Android APIs
public final class

DngCreator

extends Object
implements AutoCloseable
java.lang.Object
   ↳ android.hardware.camera2.DngCreator

Class Overview

The DngCreator class provides functions to write raw pixel data as a DNG file.

This class is designed to be used with the RAW_SENSOR buffers available from CameraDevice, or with Bayer-type raw pixel data that is otherwise generated by an application. The DNG metadata tags will be generated from a CaptureResult object or set directly.

The DNG file format is a cross-platform file format that is used to store pixel data from camera sensors with minimal pre-processing applied. DNG files allow for pixel data to be defined in a user-defined colorspace, and have associated metadata that allow for this pixel data to be converted to the standard CIE XYZ colorspace during post-processing.

For more information on the DNG file format and associated metadata, please refer to the Adobe DNG 1.4.0.0 specification.

Summary

Public Constructors
DngCreator(CameraCharacteristics characteristics, CaptureResult metadata)
Create a new DNG object.
Public Methods
void close()
Closes the object and release any system resources it holds.
void writeImage(OutputStream dngOutput, Image pixels)
Write the pixel data to a DNG file with the currently configured metadata.
Protected Methods
void finalize()
Invoked when the garbage collector has detected that this instance is no longer reachable.
[Expand]
Inherited Methods
From class java.lang.Object
From interface java.lang.AutoCloseable

Public Constructors

public DngCreator (CameraCharacteristics characteristics, CaptureResult metadata)

Create a new DNG object.

It is not necessary to call any set methods to write a well-formatted DNG file.

DNG metadata tags will be generated from the corresponding parameters in the CaptureResult object. This removes or overrides all previous tags set.

Parameters
characteristics an object containing the static CameraCharacteristics.
metadata a metadata object to generate tags from.

Public Methods

public void close ()

Closes the object and release any system resources it holds.

public void writeImage (OutputStream dngOutput, Image pixels)

Write the pixel data to a DNG file with the currently configured metadata.

For this method to succeed, the Image input must contain RAW_SENSOR pixel data, otherwise an IllegalArgumentException will be thrown.

Parameters
dngOutput an OutputStream to write the DNG file to.
pixels an Image to write.
Throws
IOException if an error was encountered in the output stream.
IllegalArgumentException if an image with an unsupported format was used.
IllegalStateException if not enough metadata information has been set to write a well-formatted DNG file.

Protected Methods

protected void finalize ()

Invoked when the garbage collector has detected that this instance is no longer reachable.
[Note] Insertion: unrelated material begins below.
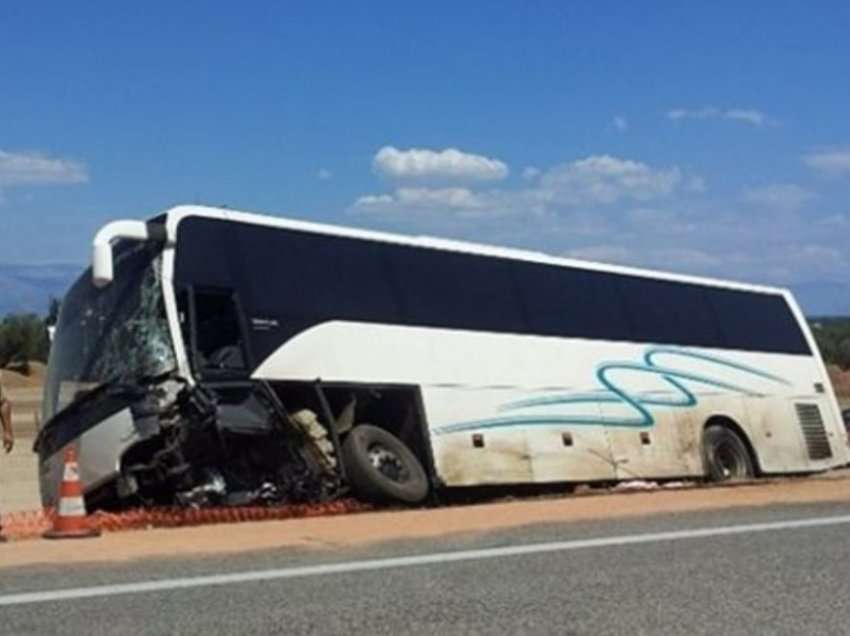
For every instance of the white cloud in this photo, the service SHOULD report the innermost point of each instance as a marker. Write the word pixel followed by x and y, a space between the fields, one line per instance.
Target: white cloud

The default implementation does nothing, but this method can be overridden to free resources.

Note that objects that override finalize are significantly more expensive than objects that don't. Finalizers may be run a long time after the object is no longer reachable, depending on memory pressure, so it's a bad idea to rely on them for cleanup. Note also that finalizers are run on a single VM-wide finalizer thread, so doing blocking work in a finalizer is a bad idea. A finalizer is usually only necessary for a class that has a native peer and needs to call a native method to destroy that peer. Even then, it's better to provide an explicit close method (and implement Closeable), and insist that callers manually dispose of instances. This works well for something like files, but less well for something like a BigInteger where typical calling code would have to deal with lots of temporaries. Unfortunately, code that creates lots of temporaries is the worst kind of code from the point of view of the single finalizer thread.

If you must use finalizers, consider at least providing your own ReferenceQueue and having your own thread process that queue.

Unlike constructors, finalizers are not automatically chained. You are responsible for calling super.finalize() yourself.

Uncaught exceptions thrown by finalizers are ignored and do not terminate the finalizer thread. See Effective Java Item 7, "Avoid finalizers" for more.